Major bank sued over biased lending practices

by MPA01 Dec 2014
A Midwest county has filed a lawsuit against Wells Fargo, accusing the bank of predatory and discriminatory lending practices towards black, Hispanic and female borrowers in the Chicago area, according to Reuters.
 
According to a complaint filed in the U.S. District Court in Chicago, which is part of Cook County, the nation’s largest mortgage lender has discriminated against minority and female borrowers for more than a decade with the aim of recording higher earnings.
 
The complaint also stated Wells Fargo was engaged in a practice called "equity stripping.” The practice is a type of foreclosure rescue scheme and involves overcharging fees and interest rates along with refinancing penalties.
 
A Wells Fargo’s spokesperson told Reuters, that such allegations are “baseless” and the bank aims to defend itself. He commented, “It’s disappointing they chose to pursue a lawsuit against Wells Fargo rather than collaborate together to help borrowers and home owners in the county.”
 
The lawsuit is the latest in accusing a major bank of discriminatory lending practices.
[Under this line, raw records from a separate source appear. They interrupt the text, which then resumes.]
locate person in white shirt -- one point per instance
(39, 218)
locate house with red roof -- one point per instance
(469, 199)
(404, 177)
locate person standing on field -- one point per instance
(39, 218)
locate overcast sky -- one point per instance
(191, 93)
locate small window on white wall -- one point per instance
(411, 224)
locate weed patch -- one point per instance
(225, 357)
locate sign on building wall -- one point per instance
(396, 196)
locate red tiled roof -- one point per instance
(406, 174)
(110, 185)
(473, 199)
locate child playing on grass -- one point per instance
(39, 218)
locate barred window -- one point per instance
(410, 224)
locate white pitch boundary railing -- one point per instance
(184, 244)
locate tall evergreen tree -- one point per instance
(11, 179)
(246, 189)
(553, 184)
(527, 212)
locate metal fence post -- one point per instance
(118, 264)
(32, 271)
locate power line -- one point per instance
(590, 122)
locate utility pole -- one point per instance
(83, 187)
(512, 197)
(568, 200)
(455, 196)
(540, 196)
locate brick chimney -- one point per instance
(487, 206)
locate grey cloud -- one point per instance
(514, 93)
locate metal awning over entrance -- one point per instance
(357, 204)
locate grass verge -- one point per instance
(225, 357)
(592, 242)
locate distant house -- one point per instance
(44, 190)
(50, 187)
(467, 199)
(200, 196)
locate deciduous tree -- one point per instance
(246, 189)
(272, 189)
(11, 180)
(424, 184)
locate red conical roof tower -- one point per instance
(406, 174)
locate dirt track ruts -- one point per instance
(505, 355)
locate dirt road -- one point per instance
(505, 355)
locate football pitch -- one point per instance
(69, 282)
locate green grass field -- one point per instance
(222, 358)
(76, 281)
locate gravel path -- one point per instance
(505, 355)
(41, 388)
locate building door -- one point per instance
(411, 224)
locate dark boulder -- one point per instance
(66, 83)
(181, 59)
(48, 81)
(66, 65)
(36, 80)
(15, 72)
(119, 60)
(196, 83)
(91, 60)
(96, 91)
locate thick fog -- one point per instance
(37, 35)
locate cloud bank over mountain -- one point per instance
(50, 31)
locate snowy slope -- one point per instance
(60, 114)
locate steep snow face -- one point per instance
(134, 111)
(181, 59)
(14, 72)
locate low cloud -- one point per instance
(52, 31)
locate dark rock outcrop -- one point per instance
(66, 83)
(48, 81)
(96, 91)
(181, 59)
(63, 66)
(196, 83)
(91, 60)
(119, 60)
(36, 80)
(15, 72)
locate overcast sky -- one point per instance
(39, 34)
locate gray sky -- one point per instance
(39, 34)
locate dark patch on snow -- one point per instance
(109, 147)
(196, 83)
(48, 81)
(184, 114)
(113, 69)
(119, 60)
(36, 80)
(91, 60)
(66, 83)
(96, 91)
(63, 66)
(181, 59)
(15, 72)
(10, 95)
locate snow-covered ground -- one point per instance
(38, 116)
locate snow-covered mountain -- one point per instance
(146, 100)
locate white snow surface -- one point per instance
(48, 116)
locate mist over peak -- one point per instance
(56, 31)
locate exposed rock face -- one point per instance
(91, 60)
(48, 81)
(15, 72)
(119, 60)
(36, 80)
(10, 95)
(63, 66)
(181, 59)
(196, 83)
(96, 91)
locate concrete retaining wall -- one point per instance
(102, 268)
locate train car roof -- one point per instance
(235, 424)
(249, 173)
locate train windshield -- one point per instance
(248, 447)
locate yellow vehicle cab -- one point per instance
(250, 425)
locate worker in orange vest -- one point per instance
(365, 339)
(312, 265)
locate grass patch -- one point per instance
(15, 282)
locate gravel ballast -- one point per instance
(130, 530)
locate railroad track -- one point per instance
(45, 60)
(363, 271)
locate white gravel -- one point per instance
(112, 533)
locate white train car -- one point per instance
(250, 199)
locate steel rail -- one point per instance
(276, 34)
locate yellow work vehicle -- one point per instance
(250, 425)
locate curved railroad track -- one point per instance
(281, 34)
In June, the city of Los Angeles filed suit against JPMorgan Chase, accusing the lender of steering minority borrowers into risky home loans they couldn't afford. Citigroup and Bank of America Corp. have also been sued for discrimination in lending practices.
                                                       
In October, the U.S. Department of Housing and Urban Development reached a $5 million settlement with Wells Fargo Home Mortgage, resolving allegations that the lender discriminated against women who were pregnant or had recently given birth and were on maternity leave.
 
Late last year, a Deutsche Bank subsidiary agreed to pay more than $12 million to settle allegations that it discriminated against African American and Hispanic borrowers. HUD had alleged that MortgageIT’s practices resulted in minority borrowers being charged higher annual percentage rates and fees than similarly qualified white borrowers.
 

COMMENTS

  • by Gordon Schlicke | 12/1/2014 2:37:59 PM

    In a federal case, if a county can claim "standing" (an aggrieved party) what is to stop cities and states from targeting lenders on the same basis: mortgage statistics alone? This is a result of the disparate impact issue that this Administration has championed since Eric Holder took office. The issue hasn't gone high enough in the court system to settle once and for all but what a slap in the face to all those who provide mortgage funds to citizens of this county. If there was no intent to discriminate there should be no penalty. I thought exploitation of this sort was against the law . . . not now, brother.